Advertisement

Stream of views on L.A. River

Share
Times Staff Writer

IN the video “River Madness,” Dana Plays creates a mash-up of Hollywood films such as “Chinatown,” “Grease” and “Terminator 2: Judgment Day” that feature the Los Angeles River as a nesting ground for violence, car chases and underworld activity.

The video montage, one of the works in the Skirball Cultural Center’s summer exhibition “L.A. River Reborn,” looks at how the river has been portrayed in the popular media as a desolate cultural wasteland. But the exhibition itself -- composed primarily of photographic works -- moves beyond Hollywood’s negative view and engages in issues that the river raises about the city’s relationship with nature.

“I wanted to have the video partly because many people will recognize those clips,” says curator Sarah Vure. “It’s a counterpoint to the still photographs and to the river’s transformative power to become something more beautiful and natural.”

Advertisement

The L.A. River stretches a little more than 50 miles from the San Fernando Valley to Long Beach. Over the years it has meant different things to different people, including local politicians, environmental activists and the people who live by it.

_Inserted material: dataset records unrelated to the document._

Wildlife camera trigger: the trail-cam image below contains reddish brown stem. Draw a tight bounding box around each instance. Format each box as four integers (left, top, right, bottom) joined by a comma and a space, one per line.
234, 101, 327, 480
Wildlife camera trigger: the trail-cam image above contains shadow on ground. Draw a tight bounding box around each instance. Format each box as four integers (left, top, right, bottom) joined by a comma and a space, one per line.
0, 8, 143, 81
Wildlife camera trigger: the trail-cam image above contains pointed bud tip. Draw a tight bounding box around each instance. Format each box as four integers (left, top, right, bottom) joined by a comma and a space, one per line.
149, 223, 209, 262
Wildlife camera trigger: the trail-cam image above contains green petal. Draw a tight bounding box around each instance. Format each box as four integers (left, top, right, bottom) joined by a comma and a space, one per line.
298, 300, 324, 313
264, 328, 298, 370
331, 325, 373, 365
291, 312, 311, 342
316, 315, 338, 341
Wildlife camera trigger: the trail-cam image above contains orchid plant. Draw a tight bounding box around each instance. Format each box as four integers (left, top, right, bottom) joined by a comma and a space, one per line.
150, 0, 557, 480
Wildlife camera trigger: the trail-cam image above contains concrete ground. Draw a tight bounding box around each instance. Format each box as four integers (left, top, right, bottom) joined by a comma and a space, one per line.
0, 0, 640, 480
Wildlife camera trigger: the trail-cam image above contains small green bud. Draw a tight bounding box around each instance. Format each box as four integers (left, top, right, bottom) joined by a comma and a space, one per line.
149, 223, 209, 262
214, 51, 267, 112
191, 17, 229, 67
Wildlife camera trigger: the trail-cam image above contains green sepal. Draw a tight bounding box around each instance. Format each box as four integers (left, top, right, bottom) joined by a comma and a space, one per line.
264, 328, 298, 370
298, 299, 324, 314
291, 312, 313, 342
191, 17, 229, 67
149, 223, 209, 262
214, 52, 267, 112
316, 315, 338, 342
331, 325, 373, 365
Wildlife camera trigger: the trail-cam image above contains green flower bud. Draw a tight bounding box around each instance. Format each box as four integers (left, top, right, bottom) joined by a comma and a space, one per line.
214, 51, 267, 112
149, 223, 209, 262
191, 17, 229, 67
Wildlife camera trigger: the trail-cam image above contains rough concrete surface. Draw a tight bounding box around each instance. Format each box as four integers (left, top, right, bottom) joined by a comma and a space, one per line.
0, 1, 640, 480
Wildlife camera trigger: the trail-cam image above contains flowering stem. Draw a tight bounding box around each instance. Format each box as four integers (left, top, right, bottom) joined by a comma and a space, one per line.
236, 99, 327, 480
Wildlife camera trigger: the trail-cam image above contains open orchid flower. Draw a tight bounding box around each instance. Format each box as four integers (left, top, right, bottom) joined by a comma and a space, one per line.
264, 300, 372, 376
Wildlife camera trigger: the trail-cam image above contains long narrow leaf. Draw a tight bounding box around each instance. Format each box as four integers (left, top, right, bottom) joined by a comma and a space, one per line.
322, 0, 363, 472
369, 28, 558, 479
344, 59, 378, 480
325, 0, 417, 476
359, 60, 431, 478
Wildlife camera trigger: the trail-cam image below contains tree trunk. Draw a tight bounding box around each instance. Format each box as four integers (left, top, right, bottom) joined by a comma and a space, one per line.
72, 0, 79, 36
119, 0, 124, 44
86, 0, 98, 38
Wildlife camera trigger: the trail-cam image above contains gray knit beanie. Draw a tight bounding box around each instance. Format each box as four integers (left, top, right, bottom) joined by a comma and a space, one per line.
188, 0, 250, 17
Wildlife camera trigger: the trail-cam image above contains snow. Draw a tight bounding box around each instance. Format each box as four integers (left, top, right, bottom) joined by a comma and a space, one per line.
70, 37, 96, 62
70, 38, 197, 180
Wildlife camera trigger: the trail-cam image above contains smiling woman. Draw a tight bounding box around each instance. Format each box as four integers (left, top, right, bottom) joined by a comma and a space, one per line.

For many artists, the river has been a creative playground -- and a focal point of activism.

“The very first public acts along the river were basically involved with artists,” says Lewis MacAdams, who founded the nonprofit Friends of the L.A. River about 20 years ago and played an advisory role to the Skirball exhibition.

One of those acts was the 1985 installation “Arroyo Seco Release” by Helen Mayer Harrison and Newton Harrison. The installation included a mixed-media photograph and handwritten poem about revitalizing Pasadena’s Arroyo Seco, a watershed that feeds the L.A. River. Both works are included in the Skirball show.

Whether it’s a sense of activism or creative possibility that draws artists, the river would seem to have an undeniable allure. One of the photographers featured in the Skirball exhibition is Lane Barden, who describes himself as an “L.A. River artist.” He says part of the attraction was based on its unique history in relation to the surrounding land.

“It’s the only place in L.A. that’s not governed tightly by the institutional authority or private property rules,” says Barden, whose aerial landscapes engage in the river’s geography in relation to the Southland.

Advertisement

“It’s kind of a wild place,” he says. Barden describes how the river can be isolated for miles and that “there’s something about it that’s extremely intense and unusual for a city like L.A.”

Photographer John Humble, another artist in the show, sees the irony in a river that once played a vital role to the city. His pictorial photographs -- idealized pictures of what some people consider a blight on L.A. -- represent an interesting paradox.

“It inspires because so many contradictions exist,” Humble says. “Some people are surprised to see this beauty of the land.”

Ever since the Army Corps of Engineers paved the river in concrete, transforming it into a flood control channel in 1938, the Los Angeles River has been seen by some as an industrial eyesore coursing through various residential neighborhoods.

Vure hopes to dispel those views through art and by reflecting upon the recent movement toward a sustainable environmental and community plan involving the watershed.

“I was drawn to these seven artists by the strength of their work and their unique artistic visions,” Vure says. “But I think photography shows a kind of beauty that really only the camera can see.”

Advertisement

One of these perspectives is by street photographer Anthony Hernandez, who grew up only blocks from the river. Photographing the L.A. River was something he wanted to approach for a long time because of his personal history with it. “It had nothing to do with the social aspect of revitalizing the river,” he says.

BARDEN, however, hopes to see the river’s potential as a more accessible place for the surrounding communities come into effect.

“I’m more interested in the cultural aspects of the river because it has attracted artists for so long,” Barden says. “I’m not as interested in trying to restore the river in its natural state, because after researching and finding out what that means, I don’t really think that’s possible.”

Besides highlighting the works by these artists, one of the Skirball’s goals was to bring about greater awareness of this element of the city, particularly to those who have had little exposure to the river.

One of the programs the Skirball offered was a Los Angeles River bus trip in June that revealed some of its most scenic parts. MacAdams says many of the people on the excursion were visiting the river for the first time.

Those involved in the show hope that the exhibition and programming have undone some of the attitudes about the river that Hollywood has helped reinforce. MacAdams notes how the river is rarely, if ever, represented positively in the movies.

Advertisement

However, Hernandez thinks that this cinematic portrayal, at its core, may be more about what is defining and appealing about the city rather than attitudes toward the river itself.

“Los Angeles is really about space and not about place,” he says. “In that sense, film people are really capturing that space, but they may not know it. It’s really hard to put your finger on it, and people are drawn to that in different ways.”

*

‘L.A. River Reborn’

Where: Skirball Cultural Center, 2701 N. Sepulveda Blvd., L.A.

When: Noon to 5 p.m. Tuesdays through Saturdays, except noon to 9 p.m. Thursdays; 11 a.m. to 5 p.m. Sundays. Ends Sept. 3.